Monday, June 9, 2008

Morning shows the day

Morning shows the day, Today morning with the black dark clouds in the sky seems that it has some effect on my own personal mood. It really feels as if I am going through bad mood. If I am going through a bad mood that means I am not feeling good. When I am not feeling good, it is my personal self feeling that I need to control. It is not as easy to control the feeling as it looks.

A day when I need something, I want something to happen based on my thinking but It does not work like that. It feels as if I am not happy or it feels as if I am really depressed or going through sad moments. A friend of mine-she said, just try to ask yourself what is that making you unhappy ? There most be something which you are dissatisfied with. I asked with myself and I know I am not happy with something. I know the answer. I also know the cause and the precaution for it.

My heart does not get satisfied with the feelings such as this. It always ask me something, It is very demanding. The mind do not want to think when heart is taking the lead. When heart is not taking the lead-most of the times then mind thinks and when mind thinks then it makes a good decision many of the times.

My life is just like a big unsolvable mystery, a statement of puzzle that I do not know how to solve. It has both the happiness and sadness involved in it. You can get either both or one at any time. Even if I am not solving them I will get these moments in the course of life.

Today I asked one angel to marry me. I just simply asked her to marry with her-and I was not surprise to hear the answer directly from her NO. She said that she do not have such feelings for me. What would I do in such case ? She said, "It is not possible". I hated the word that she said. I asked her what makes her think that it will not be possible. I was trying to know her feeling not whether if we will meet or if the marriage will be possible or not. She just said no. But I think she has the feeling for me. I know it. I know that she do not want to tell the truth just because she is afraid of saying it the reality. She is thinking ahead of her heart. I know that she made the decision from her mind not from her heart.

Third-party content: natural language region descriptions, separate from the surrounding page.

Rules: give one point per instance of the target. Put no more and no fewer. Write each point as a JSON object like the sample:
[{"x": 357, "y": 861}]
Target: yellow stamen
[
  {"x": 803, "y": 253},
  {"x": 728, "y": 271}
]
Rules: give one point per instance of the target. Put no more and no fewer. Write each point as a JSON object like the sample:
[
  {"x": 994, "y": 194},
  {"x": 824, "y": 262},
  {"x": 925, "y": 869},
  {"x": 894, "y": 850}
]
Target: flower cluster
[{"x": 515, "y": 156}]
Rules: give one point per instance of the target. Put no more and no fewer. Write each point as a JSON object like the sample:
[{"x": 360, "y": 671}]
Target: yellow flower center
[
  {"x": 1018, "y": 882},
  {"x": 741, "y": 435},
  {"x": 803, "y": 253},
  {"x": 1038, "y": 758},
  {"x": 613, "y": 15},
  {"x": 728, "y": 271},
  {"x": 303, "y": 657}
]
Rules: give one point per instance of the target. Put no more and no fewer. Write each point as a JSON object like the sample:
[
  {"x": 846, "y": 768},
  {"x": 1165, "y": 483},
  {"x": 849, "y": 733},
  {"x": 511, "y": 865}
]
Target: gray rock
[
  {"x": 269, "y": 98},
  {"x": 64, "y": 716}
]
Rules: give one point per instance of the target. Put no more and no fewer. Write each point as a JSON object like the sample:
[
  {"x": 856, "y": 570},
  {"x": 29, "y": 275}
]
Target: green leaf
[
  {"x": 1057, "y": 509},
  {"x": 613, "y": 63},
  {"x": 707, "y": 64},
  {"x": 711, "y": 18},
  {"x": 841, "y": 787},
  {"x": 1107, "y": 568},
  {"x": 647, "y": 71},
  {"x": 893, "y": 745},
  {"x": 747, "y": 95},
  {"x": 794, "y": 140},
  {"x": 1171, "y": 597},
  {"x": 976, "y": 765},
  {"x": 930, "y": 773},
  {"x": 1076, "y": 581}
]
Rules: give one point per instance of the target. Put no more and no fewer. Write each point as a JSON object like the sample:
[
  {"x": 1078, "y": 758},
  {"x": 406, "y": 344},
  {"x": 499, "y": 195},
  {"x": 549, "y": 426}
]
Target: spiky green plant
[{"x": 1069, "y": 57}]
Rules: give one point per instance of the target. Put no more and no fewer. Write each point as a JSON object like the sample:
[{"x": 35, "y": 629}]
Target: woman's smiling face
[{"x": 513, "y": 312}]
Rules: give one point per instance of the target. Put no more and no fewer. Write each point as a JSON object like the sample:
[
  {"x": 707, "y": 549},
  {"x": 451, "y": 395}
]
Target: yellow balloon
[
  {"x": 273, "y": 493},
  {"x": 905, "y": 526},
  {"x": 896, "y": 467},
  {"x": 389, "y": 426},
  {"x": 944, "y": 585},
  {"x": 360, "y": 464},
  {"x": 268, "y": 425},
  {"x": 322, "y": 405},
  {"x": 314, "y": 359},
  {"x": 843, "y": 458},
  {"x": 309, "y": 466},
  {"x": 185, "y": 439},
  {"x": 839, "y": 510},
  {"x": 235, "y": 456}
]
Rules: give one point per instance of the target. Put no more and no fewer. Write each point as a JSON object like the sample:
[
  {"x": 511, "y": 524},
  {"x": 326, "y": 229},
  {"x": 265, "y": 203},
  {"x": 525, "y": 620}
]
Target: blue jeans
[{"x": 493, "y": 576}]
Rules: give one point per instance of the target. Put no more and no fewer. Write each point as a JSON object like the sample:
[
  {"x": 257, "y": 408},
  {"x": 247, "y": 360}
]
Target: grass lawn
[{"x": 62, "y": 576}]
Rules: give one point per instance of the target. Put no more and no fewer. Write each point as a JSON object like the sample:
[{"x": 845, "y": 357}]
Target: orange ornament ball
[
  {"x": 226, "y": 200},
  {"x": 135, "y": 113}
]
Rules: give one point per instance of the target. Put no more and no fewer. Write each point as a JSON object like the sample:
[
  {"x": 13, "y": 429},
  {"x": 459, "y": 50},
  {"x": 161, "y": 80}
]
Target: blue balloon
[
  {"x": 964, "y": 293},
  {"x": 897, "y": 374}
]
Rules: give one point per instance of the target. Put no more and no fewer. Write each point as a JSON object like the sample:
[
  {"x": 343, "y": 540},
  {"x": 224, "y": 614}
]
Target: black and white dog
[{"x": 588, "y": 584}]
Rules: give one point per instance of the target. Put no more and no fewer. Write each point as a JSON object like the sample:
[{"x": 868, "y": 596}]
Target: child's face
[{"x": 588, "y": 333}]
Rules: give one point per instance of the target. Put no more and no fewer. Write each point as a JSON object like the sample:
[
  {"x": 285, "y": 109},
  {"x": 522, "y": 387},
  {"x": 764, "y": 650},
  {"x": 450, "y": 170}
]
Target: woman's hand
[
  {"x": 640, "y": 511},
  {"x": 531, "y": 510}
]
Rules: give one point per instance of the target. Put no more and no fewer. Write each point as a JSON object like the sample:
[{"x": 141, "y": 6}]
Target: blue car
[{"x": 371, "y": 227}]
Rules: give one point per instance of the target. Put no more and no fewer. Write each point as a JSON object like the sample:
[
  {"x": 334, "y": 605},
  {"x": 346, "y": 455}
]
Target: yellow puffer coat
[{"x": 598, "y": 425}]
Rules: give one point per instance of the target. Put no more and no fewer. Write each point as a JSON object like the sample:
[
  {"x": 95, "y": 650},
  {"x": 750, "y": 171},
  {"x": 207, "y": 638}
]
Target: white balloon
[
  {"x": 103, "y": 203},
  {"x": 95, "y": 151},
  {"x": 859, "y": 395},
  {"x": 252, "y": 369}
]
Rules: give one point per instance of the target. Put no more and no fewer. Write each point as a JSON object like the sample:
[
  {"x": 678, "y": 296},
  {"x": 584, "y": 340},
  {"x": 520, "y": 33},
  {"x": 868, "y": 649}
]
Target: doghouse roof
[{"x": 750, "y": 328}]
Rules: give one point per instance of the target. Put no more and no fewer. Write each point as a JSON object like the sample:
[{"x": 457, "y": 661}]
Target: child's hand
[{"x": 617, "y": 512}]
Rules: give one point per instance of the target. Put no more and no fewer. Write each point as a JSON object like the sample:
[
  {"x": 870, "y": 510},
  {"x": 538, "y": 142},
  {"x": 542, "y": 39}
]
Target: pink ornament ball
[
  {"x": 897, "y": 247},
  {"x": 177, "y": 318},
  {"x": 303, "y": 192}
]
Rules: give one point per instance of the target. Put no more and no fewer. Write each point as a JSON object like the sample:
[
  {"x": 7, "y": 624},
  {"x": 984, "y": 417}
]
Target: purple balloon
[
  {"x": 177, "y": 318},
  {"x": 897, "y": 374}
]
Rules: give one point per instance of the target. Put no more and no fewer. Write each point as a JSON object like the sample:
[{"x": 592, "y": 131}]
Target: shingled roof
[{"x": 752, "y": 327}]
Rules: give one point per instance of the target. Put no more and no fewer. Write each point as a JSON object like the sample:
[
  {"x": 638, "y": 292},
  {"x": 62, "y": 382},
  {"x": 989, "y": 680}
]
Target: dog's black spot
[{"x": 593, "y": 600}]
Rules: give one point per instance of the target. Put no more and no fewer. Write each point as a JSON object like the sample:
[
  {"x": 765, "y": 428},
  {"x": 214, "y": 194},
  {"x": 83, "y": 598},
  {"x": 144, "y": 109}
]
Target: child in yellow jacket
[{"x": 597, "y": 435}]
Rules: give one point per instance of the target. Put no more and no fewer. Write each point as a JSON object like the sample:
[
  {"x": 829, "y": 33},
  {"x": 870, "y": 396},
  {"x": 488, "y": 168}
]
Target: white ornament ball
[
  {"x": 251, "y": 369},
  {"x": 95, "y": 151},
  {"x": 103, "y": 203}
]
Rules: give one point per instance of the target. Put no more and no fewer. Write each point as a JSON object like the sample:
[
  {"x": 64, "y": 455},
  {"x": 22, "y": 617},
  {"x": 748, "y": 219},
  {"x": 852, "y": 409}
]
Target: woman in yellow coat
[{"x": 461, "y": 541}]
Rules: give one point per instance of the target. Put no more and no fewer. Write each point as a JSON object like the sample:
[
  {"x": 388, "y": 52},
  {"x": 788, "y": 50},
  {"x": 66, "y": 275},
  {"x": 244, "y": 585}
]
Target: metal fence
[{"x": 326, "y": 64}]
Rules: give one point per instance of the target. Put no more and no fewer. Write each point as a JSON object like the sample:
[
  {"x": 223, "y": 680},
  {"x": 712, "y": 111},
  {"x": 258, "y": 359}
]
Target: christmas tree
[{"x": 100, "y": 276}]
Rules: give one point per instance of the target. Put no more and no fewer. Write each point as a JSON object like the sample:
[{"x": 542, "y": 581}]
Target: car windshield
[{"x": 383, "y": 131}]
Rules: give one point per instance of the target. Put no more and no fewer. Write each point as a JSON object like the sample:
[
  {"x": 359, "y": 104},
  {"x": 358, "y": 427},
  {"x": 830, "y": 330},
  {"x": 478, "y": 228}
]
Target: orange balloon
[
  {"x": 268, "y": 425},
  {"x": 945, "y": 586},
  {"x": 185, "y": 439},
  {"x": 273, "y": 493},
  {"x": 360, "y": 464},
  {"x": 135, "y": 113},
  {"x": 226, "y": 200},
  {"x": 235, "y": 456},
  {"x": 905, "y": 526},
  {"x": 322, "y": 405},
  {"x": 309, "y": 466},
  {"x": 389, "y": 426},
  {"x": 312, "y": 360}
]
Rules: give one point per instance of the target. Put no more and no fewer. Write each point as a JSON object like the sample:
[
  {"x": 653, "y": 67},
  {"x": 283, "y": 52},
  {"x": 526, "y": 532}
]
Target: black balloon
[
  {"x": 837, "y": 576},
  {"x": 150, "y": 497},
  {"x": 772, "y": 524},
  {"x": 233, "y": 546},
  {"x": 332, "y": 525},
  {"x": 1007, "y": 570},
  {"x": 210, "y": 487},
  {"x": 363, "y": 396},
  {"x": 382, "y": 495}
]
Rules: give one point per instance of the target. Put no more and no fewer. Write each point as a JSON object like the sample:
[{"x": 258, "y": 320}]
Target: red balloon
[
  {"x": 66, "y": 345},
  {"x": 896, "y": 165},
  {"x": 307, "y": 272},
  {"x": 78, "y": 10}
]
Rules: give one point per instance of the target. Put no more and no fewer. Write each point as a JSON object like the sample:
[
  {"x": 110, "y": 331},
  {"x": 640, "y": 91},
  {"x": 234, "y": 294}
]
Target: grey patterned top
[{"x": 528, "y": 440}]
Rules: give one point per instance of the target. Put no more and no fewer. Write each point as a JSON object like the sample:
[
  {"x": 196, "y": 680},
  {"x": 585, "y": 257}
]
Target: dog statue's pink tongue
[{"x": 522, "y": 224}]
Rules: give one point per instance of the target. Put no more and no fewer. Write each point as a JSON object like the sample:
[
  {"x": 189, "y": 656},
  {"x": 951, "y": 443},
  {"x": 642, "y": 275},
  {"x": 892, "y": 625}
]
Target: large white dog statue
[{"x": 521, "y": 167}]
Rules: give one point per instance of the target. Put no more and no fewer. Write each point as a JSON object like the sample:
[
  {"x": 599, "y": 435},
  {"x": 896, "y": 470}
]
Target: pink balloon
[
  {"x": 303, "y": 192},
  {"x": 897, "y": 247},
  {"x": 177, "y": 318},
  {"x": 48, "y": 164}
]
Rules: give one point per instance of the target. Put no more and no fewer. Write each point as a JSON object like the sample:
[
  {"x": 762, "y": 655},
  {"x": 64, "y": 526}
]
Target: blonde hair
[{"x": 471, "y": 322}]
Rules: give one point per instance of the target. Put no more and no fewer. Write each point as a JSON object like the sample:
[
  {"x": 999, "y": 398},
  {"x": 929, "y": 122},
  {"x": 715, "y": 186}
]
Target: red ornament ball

The decision made by heart will never lie and it will not think about anything else. It will not think about the consequences. It will not say, if that is right or wrong. It will not say about the possibility. Either you like a person and you say-yes or you just say no. When a women says NO and then she says it is not possible then that means she is in two minds. The decision she made is from her mind and not from her heart.

She knows it that if she will say-yes, how will it be possible to be in touch ? How can a person from one place who lives North in the geographical map can come down to the South in the earth map.?

May be she do not really have the feelings for me but I do not care. I know that she has the feelings. May be sooner or later she will say- Yes. Let me see. Hoping that she will say yes. One moment I felt as if she really said yes. I thought wow.. is it a joke ? then again, I asked her but she said NO.

It is not easy to ask a girl that you want to marry when you are not sure of your own life. It is very difficult. But the person who does something do not think and the person who thinks will never do.

The feeling for now is so much that I will be ready to accept any challenge. I know she will sooner or later surprise me. I know it from my heart. She also knows it. She is not willing to say it now but one day she will say. I know the day will come. The feelings she has for me, will force her to make a decision from heart not from the mind.

A test of mind decision is already done in her. I thought of putting this as a serious decision making process in the women and test it. I know the first decision done by women in case of emotional pressure is done through mind. I can be sure that any women in earth makes the decision through mind not from the heart, especially the first decision. If she will think, is she takes some time and start thinkings from the heart and will make the positive decision then she is thinking from her heart. If no, then I can conclude that No women in earth can make the decision properly. The poor in decision making.

I do not know. I am worried about my life. I think I will no longer be alive till she will say, yes. Or may be I will never hear from her. I do not know. May be she cares a lot about me but she says she do not have any feelings. May be she do not to marry me but she is worried more than I am when I am sick. I do not know.

As always, many of the Monday sucks for me as it was sucking me from deep inside. As the day goes by, my minds starts to settle and I feel more better. Hopefully the next day is the best day and I like the day which is Tuesday. Hopefully the darkness will go soon and it will soon be beginning to new day for me.